Insulin required = (Carbohydrates consumed) / (Insulin/Carb Ratio)

it might be

Insulin required = (Carbohydrates consumed) / (Insulin/Carb Ratio) – maximum amount of insulin the pancreas can deliver above the basal rate

Let us consider an example to demonstrate what I am saying. If I eat an apple (10g of net carbohydrates) and my ratio is 5 then, according to my pump’s bolus wizard I will need 2 units of insulin (10/5) but, if my body can produce that additional 2 units, the pump does not need to do anything. However, if I eat a meal with 60g of net carbohydrate, the requirement will be for 12 units of which the pump will need to give me 10 on top of the 2 my body can produce.

The formula goes from I = C / 5 to I = -2 + C / 5.

How This is Resolved in Looping

So is there a flaw in oref0 or oref1 which puts LADAs in harms way? It has taken me this blog article to realise it but the answer is “no” and Dana is completely right.
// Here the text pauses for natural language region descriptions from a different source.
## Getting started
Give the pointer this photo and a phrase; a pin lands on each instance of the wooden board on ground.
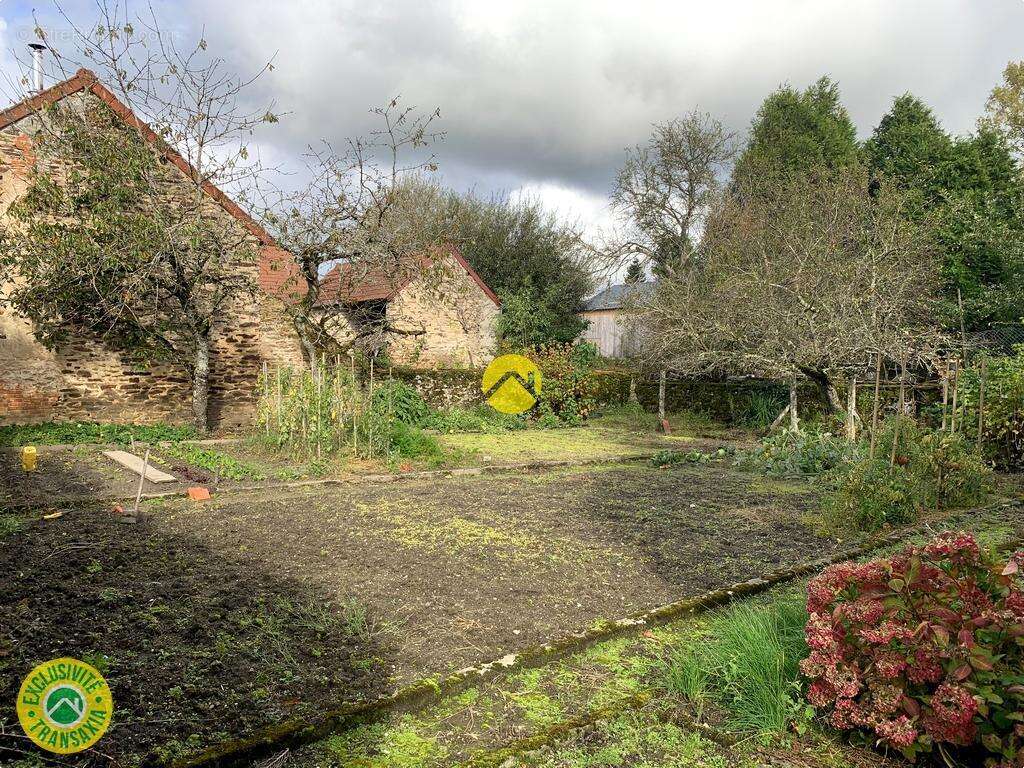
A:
(133, 463)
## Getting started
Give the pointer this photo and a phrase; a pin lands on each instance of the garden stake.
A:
(952, 411)
(266, 396)
(141, 481)
(945, 395)
(370, 404)
(280, 424)
(875, 406)
(851, 409)
(351, 356)
(318, 395)
(899, 417)
(339, 412)
(981, 402)
(960, 301)
(794, 417)
(660, 395)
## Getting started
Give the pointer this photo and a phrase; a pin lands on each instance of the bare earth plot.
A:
(212, 620)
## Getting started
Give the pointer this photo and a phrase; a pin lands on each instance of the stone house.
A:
(608, 329)
(427, 311)
(86, 379)
(444, 309)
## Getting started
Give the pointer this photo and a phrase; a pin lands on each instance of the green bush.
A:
(747, 665)
(58, 433)
(306, 415)
(792, 454)
(408, 441)
(1003, 432)
(763, 409)
(213, 461)
(567, 387)
(930, 470)
(479, 419)
(400, 400)
(668, 457)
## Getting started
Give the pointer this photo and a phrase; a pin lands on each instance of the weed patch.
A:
(73, 433)
(747, 665)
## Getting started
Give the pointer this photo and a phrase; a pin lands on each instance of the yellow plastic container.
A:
(29, 457)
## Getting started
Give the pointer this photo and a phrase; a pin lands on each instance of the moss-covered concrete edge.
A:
(296, 732)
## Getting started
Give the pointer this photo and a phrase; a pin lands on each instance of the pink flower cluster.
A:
(921, 649)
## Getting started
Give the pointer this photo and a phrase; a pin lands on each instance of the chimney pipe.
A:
(37, 66)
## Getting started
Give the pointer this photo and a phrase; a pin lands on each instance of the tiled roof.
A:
(613, 297)
(86, 80)
(353, 283)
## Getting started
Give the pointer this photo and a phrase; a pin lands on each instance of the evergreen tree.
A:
(968, 190)
(796, 132)
(634, 272)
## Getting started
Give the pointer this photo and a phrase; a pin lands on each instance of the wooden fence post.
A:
(945, 396)
(981, 402)
(851, 409)
(660, 396)
(955, 383)
(794, 417)
(266, 398)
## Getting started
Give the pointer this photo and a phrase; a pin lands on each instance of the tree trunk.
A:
(201, 384)
(851, 409)
(826, 387)
(794, 417)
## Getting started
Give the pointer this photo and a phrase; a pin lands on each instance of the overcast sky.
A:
(543, 96)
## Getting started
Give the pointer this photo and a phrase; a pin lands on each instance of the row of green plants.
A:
(911, 469)
(320, 414)
(921, 652)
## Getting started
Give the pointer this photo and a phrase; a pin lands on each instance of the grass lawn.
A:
(82, 471)
(613, 704)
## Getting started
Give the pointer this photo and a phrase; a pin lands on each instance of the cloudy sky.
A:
(542, 96)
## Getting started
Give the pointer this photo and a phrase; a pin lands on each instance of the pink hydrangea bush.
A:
(923, 650)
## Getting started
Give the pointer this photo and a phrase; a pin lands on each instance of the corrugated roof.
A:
(613, 297)
(351, 283)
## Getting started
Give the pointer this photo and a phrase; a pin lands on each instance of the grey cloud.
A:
(554, 91)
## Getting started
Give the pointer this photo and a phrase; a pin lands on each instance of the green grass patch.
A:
(69, 433)
(745, 665)
(213, 461)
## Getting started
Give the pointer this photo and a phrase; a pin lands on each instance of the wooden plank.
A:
(134, 464)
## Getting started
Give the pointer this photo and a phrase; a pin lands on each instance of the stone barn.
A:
(437, 310)
(87, 380)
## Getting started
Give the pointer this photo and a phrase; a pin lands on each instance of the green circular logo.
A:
(65, 706)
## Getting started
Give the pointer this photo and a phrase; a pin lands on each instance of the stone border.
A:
(538, 466)
(296, 732)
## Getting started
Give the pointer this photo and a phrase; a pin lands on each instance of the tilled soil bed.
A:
(213, 619)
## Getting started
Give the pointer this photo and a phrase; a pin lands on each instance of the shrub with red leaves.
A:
(924, 650)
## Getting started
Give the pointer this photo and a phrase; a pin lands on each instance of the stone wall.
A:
(88, 380)
(455, 316)
(444, 388)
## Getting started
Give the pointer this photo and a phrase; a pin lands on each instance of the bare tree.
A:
(349, 219)
(807, 281)
(151, 259)
(667, 189)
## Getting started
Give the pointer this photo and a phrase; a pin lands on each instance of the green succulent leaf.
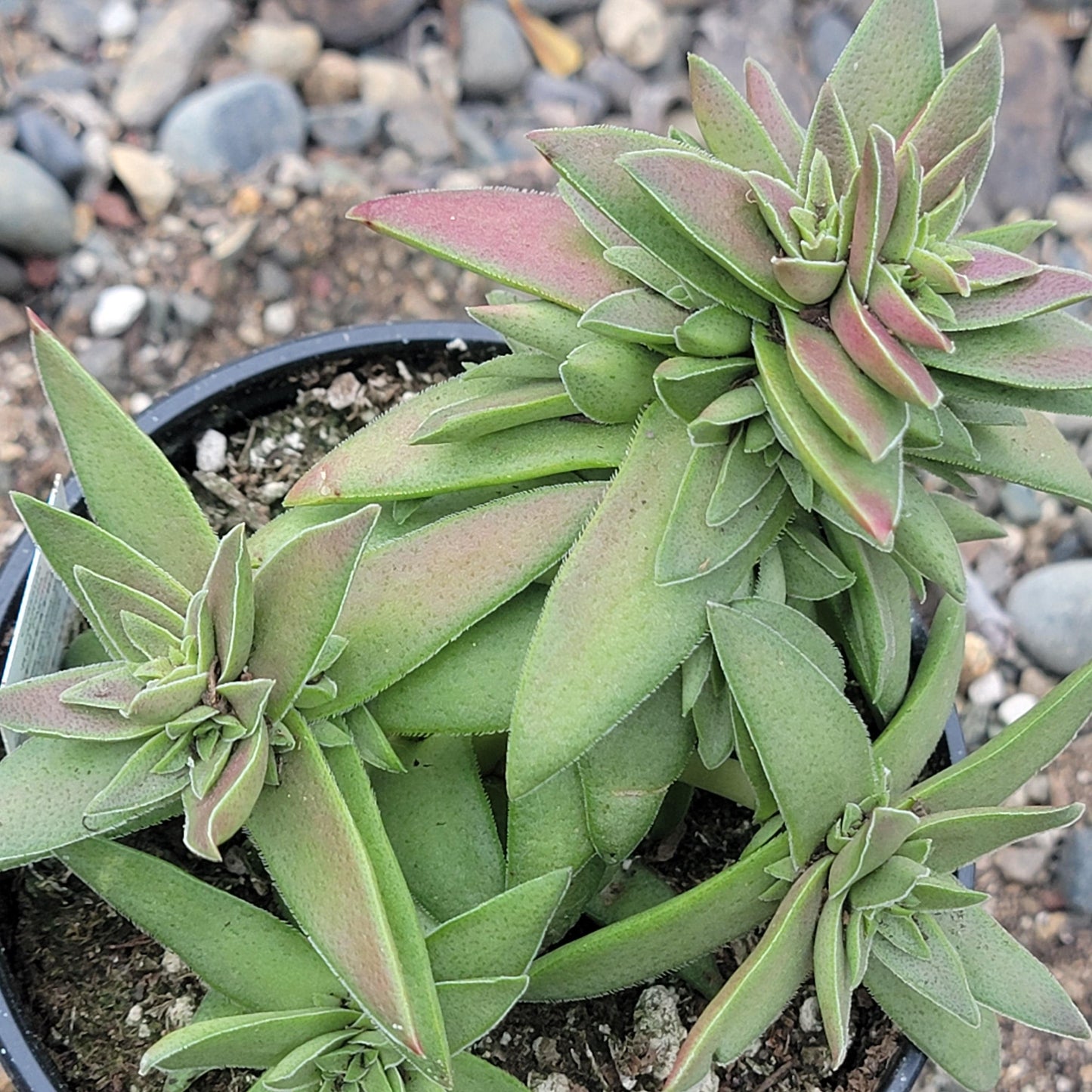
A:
(907, 743)
(471, 228)
(969, 96)
(708, 201)
(962, 836)
(773, 113)
(768, 673)
(1006, 977)
(496, 411)
(586, 159)
(380, 463)
(501, 936)
(610, 380)
(729, 127)
(636, 314)
(972, 1055)
(869, 491)
(691, 549)
(763, 984)
(299, 598)
(940, 977)
(662, 937)
(161, 520)
(403, 608)
(626, 775)
(252, 1041)
(238, 949)
(441, 827)
(469, 686)
(537, 323)
(324, 846)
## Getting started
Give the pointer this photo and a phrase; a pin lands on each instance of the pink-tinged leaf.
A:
(891, 66)
(967, 97)
(299, 596)
(829, 132)
(964, 164)
(712, 203)
(994, 265)
(588, 157)
(213, 819)
(1016, 237)
(773, 113)
(637, 314)
(889, 302)
(809, 282)
(230, 603)
(324, 846)
(1050, 352)
(855, 409)
(379, 462)
(403, 606)
(68, 540)
(1050, 289)
(777, 201)
(878, 354)
(500, 234)
(35, 707)
(871, 493)
(731, 128)
(759, 989)
(876, 204)
(608, 633)
(110, 453)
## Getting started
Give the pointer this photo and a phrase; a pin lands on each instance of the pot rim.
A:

While blindly declaring carbs to a pump and bolusing will be inaccurate for low carb snacks, this is not how OpenAPS and AndroidAPS work. The very short version is they only give you insulin when the carbohydrates are seen in the blood, not when you declare them. Therefore, in the case of the apple, the loop will do nothing because the blood glucose levels do not change because the pancreas does its job whereas it will kick in the extra 10 units for the meal because there is a reaction in the blood due to the pancreas not being able to keep up.

Based on this difference between blind bolusing and reactive looping, it could be argued that OpenAPS looping is actually safer than manual management because there is a hypo risk in blind bolusing when eating low carb snacks which looping removes.

tl;dr

If you are a LADA considering looping, I recommend it without hesitation. In the case of AndroidAPS, the system guides you at a pace which allows you to understand what is happening as you go and, even though you may still be producing some amount of insulin, the looping system will accommodate this unlike the bolus wizard calculators of most insulin pumps on the market. The OpenAPS system is transparent in its approach and well worth considering if you have the means.